Sunday, January 20, 2008

Letters from beyond the grave and Crawford issues that are created

As much of the legal world and evidence students are aware, the U.S. Supreme Court in 2004 redefined the understanding of the confrontation clause of the Constitution. Since that decision, there have been probably thousands of cases dealing with the aftermath and even a blog that appears dedicated to it. And, everytime you think you've got it figured out, another twist comes up. Currently, the U.S. Supreme Court is in the midst of tackling the "forfeiture by wrongdoing" aspect of the doctrine, and I'm sure that case will undoubtedly provide further explanation of some nuance. Regardless of how it plays out, Crawford keeps lawyers busy trying to figure it out, and that's fine by me.

Anyway, I saw and interesting headline that jumped out and it will sure enough create some issues on appeal. See Letter from Dead Sister Still Haunts Brothers. The article is pretty self-explanatory, but basically, wife dies and husband is implicated some time later. Husband argues suicide, the prosecution argues murder. What gives this case a Crawford-twist, however, is a sealed letter that wife gave to a neighbor twelve days before she turned up dead. According to the article, the letter "says that her relationship with her husband is deteriorating and that 'if anything happens to me, he would be my first suspect.'" And with that, we have a suspect.

I'm not going to speculate on this elaborate set-up that wife could have done here and obviously the defense will play up her alleged depression as much as they can in order to create reasonable doubt. The question I find interesting is whether this letter, which I can only imagine was let in as an exception to hearsay, implicates Crawford. Given the contents, how is it not "testimonial?" I leave the answer for the courts to decide and the lawyers to argue.
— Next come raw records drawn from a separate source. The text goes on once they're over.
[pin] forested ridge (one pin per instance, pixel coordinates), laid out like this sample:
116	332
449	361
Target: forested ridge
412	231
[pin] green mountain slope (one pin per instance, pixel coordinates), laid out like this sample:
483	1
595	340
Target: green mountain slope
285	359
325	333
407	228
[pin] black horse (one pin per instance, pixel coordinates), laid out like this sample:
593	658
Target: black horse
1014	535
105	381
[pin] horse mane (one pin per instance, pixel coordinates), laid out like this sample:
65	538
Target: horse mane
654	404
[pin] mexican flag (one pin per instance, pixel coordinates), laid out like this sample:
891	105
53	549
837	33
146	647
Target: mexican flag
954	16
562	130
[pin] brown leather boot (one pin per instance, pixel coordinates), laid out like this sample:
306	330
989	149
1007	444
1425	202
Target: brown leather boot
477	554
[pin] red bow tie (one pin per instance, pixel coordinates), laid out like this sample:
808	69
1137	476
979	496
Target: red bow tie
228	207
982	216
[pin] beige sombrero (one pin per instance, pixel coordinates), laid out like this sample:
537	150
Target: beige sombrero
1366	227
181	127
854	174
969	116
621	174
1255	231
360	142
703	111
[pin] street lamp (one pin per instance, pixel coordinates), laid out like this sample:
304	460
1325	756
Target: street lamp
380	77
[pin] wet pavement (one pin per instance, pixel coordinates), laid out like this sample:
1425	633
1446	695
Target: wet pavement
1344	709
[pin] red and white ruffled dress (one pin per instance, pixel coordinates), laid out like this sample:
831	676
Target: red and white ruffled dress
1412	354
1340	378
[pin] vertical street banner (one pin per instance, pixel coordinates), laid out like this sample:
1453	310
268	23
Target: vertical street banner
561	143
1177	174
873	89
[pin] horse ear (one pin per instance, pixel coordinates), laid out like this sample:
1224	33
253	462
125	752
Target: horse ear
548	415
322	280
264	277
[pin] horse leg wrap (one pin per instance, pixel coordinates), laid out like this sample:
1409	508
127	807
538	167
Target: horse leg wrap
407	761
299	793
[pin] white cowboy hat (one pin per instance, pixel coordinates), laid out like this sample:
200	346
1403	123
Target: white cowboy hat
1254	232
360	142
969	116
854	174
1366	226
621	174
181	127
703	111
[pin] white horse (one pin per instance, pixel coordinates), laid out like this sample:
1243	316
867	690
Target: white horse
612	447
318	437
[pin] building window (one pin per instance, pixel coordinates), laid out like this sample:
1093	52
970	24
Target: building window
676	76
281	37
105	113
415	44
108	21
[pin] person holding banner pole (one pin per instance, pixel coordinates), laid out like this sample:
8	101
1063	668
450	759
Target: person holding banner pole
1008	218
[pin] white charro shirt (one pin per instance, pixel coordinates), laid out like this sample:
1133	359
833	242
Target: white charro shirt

My question, and the facts would obviously have to play out in an opinion to read sometime in the future, deals with the content. If it wasn't a letter, but instead she told it to her friends, "Hey, if were to hypothetically die soon, you should know that it probably is my husband." I see this bordering on a testimonial statement despite the context of who she is telling it to. Given the short nature of the article and the few facts it describes, however, I will simply leave this as an open question and hope that a similar issue appears before me sometime in the next few months.